Robiąc to zdjęcie, nie myślałem o jego osiągnięciach. Zależało mi na utrwaleniu lokalnych zmagań, które rozgrywały się w ramach próby skonsumowania “Dania książęcego“. To droga z wyceną M7/M7+, więc na taką „ucztę” wprosić się mogą jedynie najlepsi łojanci. Przy czym i tak nawet oni wdrapują się bez gwarancji, że „posiłek” zjedzą. Muszą sobie bowiem (tak jak widoczny na zdjęciu Piotr Rożek) wywalczyć „miejsce przy stole”. A zamiast twardych łokci i kompletu sztućców, do dyspozycji mają giętkie kończyny i drajtulowy zestaw standardowy.
Z Piotrkiem, członkiem Polskiego Himalaizmu Sportowego, poza oczywistą pasją, łączy mnie przynależność klubowa (KW Kraków). Zanim ujrzałem na ścianie jego nienaganną sylwetkę, usłyszałem odgłos szurania rakami o granit. Przerwałem na chwilę swój wertykalny spacer na Progu Mnichowym (szedłem “Wesołej Zabawy!”). Odwróciłem się, by zobaczyć, kto zacz…i spostrzegłem jego płynne ruchy, które doprowadziły go do tego miejsca. Obiektyw mego aparatu zastał Rożka bujającego się akurat na jednej dziabie, która zapewniała mu chwilową, dostateczną operatywność. On wówczas „na jednej dziabie”, a ja – na jednej linie 🙂
Cóż to było za widowisko!
Trudności polegały wtedy na tym, żeby czekany zahaczyć w skale pod odpowiednim kątem i utrzymywać go przez co najmniej kilka-kilkanaście sekund. Nie można pozwolić, by dziaba wyszła sama – o tym wyłącznie decyduje łojant, nawet jeśli klasyczny z niego dirtbag 😉
Dziabę – niczym małą córeczkę noszoną na rękach – trzeba solidnie w dłoniach trzymać.
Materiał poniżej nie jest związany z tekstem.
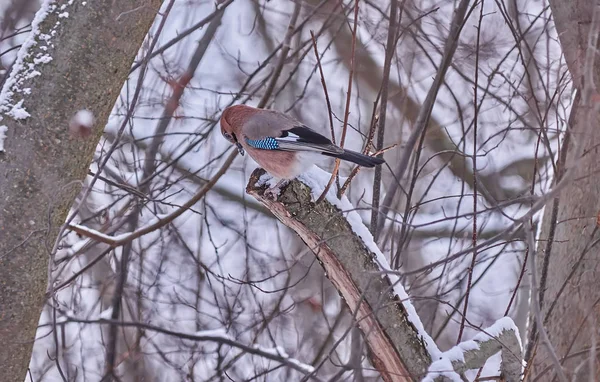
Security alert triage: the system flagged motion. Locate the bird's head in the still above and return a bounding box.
[220,105,256,155]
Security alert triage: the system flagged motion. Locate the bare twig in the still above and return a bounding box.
[310,31,335,145]
[317,0,359,203]
[257,1,301,108]
[456,0,484,343]
[371,0,399,237]
[69,150,237,247]
[525,220,568,382]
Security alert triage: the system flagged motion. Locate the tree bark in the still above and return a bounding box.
[246,169,431,382]
[0,0,162,382]
[528,0,600,381]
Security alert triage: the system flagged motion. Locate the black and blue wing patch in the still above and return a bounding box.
[246,137,279,150]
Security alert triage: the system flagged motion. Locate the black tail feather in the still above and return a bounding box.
[322,150,385,167]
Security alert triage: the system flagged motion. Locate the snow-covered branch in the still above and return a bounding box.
[423,317,523,382]
[246,168,439,381]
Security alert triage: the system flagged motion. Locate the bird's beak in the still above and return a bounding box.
[235,142,244,156]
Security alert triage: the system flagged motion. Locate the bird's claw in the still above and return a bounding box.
[265,179,289,200]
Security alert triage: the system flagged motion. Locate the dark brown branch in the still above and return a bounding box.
[246,169,430,381]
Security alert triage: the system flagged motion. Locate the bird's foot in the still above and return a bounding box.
[265,179,290,200]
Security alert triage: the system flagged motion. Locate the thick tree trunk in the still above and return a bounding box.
[530,0,600,381]
[0,0,162,382]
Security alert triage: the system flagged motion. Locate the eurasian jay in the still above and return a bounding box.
[221,105,385,194]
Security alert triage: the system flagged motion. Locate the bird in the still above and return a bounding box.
[220,105,385,196]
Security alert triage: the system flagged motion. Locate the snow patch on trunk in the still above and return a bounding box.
[0,0,73,151]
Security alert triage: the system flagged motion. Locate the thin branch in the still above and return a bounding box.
[375,0,469,240]
[371,0,399,237]
[456,0,484,343]
[317,0,359,204]
[69,150,237,247]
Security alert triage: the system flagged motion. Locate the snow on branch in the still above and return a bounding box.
[0,0,71,151]
[423,317,523,382]
[246,167,522,382]
[246,167,434,382]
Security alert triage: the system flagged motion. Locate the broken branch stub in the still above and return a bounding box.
[246,169,431,382]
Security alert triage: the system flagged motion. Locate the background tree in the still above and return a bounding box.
[0,0,585,381]
[0,0,160,381]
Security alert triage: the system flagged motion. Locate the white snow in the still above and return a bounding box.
[6,100,30,120]
[422,317,522,382]
[72,224,117,242]
[298,166,442,359]
[473,317,523,349]
[0,125,8,152]
[0,0,71,152]
[421,358,462,382]
[33,54,52,65]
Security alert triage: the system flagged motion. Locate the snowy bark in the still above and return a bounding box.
[246,170,431,382]
[0,0,162,381]
[527,0,600,381]
[246,169,522,382]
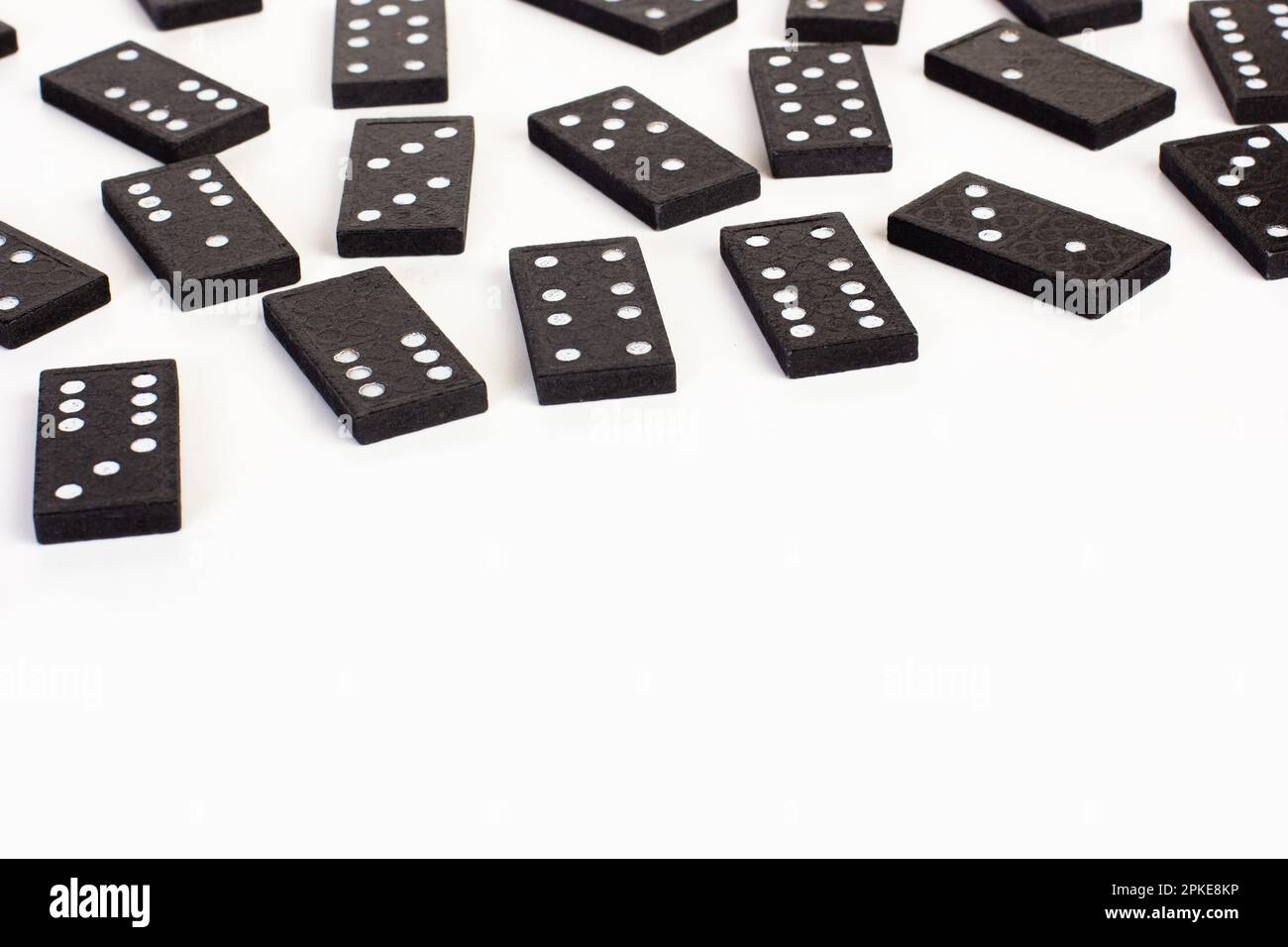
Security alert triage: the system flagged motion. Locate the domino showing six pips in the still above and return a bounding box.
[0,0,1267,543]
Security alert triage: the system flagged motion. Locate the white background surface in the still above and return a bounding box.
[0,0,1288,857]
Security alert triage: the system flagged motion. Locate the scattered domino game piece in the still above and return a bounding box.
[509,0,738,55]
[34,361,180,543]
[720,213,917,378]
[139,0,265,30]
[265,266,486,445]
[1190,0,1288,125]
[748,44,894,177]
[1002,0,1143,36]
[102,155,300,310]
[40,43,268,163]
[1159,125,1288,279]
[528,85,760,231]
[0,220,112,349]
[510,237,677,404]
[787,0,903,47]
[926,20,1176,151]
[888,174,1172,318]
[331,0,447,108]
[336,116,474,257]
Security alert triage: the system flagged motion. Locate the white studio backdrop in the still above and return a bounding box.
[0,0,1288,857]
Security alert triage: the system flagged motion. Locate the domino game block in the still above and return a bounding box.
[34,360,180,544]
[1190,0,1288,125]
[336,116,474,257]
[331,0,447,108]
[0,21,18,59]
[787,0,903,47]
[750,44,894,177]
[510,237,675,404]
[720,211,917,378]
[40,43,268,163]
[528,85,760,231]
[1159,125,1288,279]
[888,174,1172,318]
[0,220,112,349]
[926,20,1176,151]
[512,0,738,55]
[102,155,300,312]
[265,266,486,445]
[1002,0,1143,36]
[139,0,265,30]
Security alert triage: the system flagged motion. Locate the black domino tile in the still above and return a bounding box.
[102,155,300,310]
[720,211,918,378]
[748,43,894,177]
[139,0,265,30]
[528,85,760,231]
[926,20,1176,151]
[510,237,677,404]
[888,174,1172,318]
[33,360,180,543]
[265,266,486,445]
[0,220,112,349]
[1159,125,1288,279]
[509,0,738,55]
[331,0,447,108]
[336,116,474,257]
[1002,0,1143,36]
[1190,0,1288,125]
[40,43,268,163]
[787,0,903,47]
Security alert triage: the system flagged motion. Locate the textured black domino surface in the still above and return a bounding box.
[926,20,1176,150]
[103,155,300,309]
[750,44,894,177]
[888,174,1172,318]
[331,0,447,108]
[1190,0,1288,125]
[40,43,268,163]
[265,266,486,445]
[787,0,903,47]
[509,0,738,55]
[139,0,265,30]
[335,116,474,257]
[510,237,675,404]
[1002,0,1143,36]
[0,220,112,349]
[720,211,917,377]
[528,85,760,231]
[33,360,180,543]
[1159,125,1288,279]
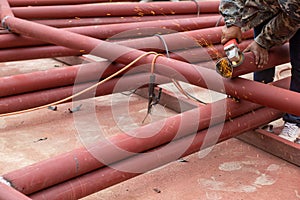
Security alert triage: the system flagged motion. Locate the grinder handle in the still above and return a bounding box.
[224,39,238,48]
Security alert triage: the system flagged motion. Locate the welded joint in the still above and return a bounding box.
[154,34,170,58]
[1,15,11,31]
[68,104,82,113]
[193,0,200,17]
[0,176,12,187]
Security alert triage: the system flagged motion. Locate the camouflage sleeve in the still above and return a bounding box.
[219,0,244,27]
[255,0,300,49]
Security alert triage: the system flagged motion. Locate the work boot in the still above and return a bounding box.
[279,122,300,142]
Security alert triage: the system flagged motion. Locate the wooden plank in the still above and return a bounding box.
[237,129,300,166]
[135,87,203,113]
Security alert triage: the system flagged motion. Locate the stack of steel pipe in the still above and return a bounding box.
[0,0,292,199]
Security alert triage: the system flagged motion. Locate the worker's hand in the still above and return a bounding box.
[221,26,242,44]
[244,41,269,68]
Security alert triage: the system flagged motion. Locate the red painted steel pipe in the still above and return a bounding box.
[0,0,14,19]
[232,44,290,78]
[0,74,170,114]
[12,1,220,19]
[0,27,253,62]
[3,79,288,194]
[0,183,31,200]
[0,62,124,97]
[30,105,281,200]
[0,15,224,48]
[0,46,82,62]
[8,0,137,7]
[32,14,216,28]
[4,17,300,115]
[3,96,262,194]
[0,41,255,97]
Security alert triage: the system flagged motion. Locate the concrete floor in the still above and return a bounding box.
[0,58,300,200]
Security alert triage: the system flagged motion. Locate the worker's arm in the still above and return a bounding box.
[255,0,300,49]
[219,0,245,27]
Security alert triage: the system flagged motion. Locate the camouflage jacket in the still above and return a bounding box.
[219,0,300,49]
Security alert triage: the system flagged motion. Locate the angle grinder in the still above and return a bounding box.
[216,39,244,78]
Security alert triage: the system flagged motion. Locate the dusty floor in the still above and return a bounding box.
[0,60,300,200]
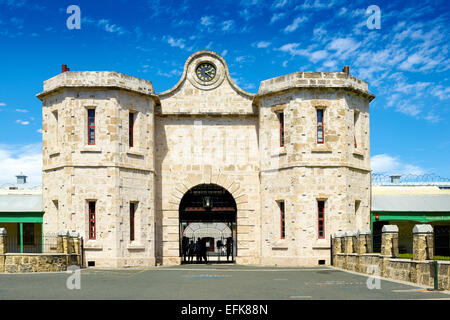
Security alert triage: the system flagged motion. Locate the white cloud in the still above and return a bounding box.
[200,16,213,27]
[273,0,289,8]
[309,50,328,63]
[278,43,306,56]
[328,38,360,59]
[270,12,286,24]
[284,16,308,33]
[222,20,234,31]
[98,19,127,35]
[370,154,426,175]
[0,143,42,184]
[164,37,186,49]
[253,41,271,49]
Postrzegam to doświadczenie jako cenną lekcję dla siebie. Zdaję sobie sprawę, że muszę nieprzerwanie rozwijać swe umiejętności wspinaczkowe i technikę rejestracji dynamicznych kadrów. Tylko tak zdołam podążać za najlepszymi wspinaczami i uwieczniać ich boje na fotografii.